An overarching theme in many works relating to India’s foreign policy is the search for a unifying logic in its decision-making process, a systematised explanation which can shed light on the motivations that govern its international positioning. Sunil Khilnani, for instance, rightly asks that any rigorous analysis of India’s foreign policy should answer the critical question: ‘What is the story of India’s foreign policy the story of ’ (Khilnani 2015: 682). Yet, what several studies of Nehru’s foreign policy also make clear (Guruswamy and Singh 2009; Raghavan 2010; Abraham 2014), is that a pre-determined strategy, which governed all of India’s foreign policy decisions, was more absent than present. Several works on India’s initial relations with Pakistan, or China, for instance, demonstrate the demands of its foreign relations were never necessarily self-evident, on the basis of having a clearly defined set of principles about the interests of the nation state: the precise contours, responsibilities and its components of the nation state itself was far from self-evident. Given this unclear setting, the search for a unifying theme, an all-encompassing ‘Grand Strategy’ becomes an even more difficult task.

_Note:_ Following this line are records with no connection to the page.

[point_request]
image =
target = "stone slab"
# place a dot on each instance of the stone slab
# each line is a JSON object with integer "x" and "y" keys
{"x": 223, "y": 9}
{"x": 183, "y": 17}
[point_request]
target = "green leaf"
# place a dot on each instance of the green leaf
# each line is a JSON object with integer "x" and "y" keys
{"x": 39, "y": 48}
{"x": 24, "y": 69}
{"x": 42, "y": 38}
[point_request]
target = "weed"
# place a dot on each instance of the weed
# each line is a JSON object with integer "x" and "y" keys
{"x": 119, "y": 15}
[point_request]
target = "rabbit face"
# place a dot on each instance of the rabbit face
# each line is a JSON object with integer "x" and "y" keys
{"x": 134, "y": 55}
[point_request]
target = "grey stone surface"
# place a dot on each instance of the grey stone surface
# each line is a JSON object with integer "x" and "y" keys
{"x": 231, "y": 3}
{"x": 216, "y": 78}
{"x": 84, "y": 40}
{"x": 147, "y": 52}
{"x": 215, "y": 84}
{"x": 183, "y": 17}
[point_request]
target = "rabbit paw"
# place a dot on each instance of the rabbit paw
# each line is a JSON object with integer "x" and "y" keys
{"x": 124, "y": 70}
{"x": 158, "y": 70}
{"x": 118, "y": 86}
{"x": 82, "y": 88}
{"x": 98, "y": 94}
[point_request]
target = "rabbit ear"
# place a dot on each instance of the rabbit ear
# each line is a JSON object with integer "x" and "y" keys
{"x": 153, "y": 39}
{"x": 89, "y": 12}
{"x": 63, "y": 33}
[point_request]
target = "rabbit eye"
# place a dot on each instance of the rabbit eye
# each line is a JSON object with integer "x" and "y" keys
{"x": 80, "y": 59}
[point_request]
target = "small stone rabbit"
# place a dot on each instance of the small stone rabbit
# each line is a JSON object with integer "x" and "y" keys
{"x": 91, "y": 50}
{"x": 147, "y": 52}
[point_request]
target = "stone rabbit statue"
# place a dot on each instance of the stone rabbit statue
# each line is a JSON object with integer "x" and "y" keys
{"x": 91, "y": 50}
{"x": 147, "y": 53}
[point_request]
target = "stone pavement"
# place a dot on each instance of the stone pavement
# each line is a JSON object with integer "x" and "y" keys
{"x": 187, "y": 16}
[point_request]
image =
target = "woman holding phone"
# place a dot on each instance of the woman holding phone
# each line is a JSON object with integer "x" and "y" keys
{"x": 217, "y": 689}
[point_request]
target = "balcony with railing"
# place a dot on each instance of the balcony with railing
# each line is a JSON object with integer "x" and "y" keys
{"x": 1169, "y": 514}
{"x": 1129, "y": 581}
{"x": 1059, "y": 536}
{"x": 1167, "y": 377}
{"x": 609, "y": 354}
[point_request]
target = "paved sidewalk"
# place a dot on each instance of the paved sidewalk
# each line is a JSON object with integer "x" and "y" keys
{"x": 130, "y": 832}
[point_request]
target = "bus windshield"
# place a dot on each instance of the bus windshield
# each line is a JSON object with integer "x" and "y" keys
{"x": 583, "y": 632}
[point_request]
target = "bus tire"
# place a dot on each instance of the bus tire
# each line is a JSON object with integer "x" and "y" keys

Kanti Bajpai, for instance, has pointed out that, over the 70-odd years since independence, India’s international relations displays the hallmarks of not just one all-encompassing ‘grand strategy’, but three (Bajpai 2002). In particular, Bajpai argues three dominant strands on strategic thinking in India are Nehruvian, neo-liberal and hyper-real. The Nehruvian approach would be to convince India’s neighbours of the benefits in allying more closely with its own interests. What all three schools of grand strategy would agree upon, however, is the ultimate objective of India’s foreign policy: India’s, as well as South Asia’s, prosperity, stability and international political prowess lies in a stabilised neighbourhood. They differ on the prescriptions of how threats to India’s security are to be addressed, as well as in their diagnosis of how these threats arose (Bajpai 2002).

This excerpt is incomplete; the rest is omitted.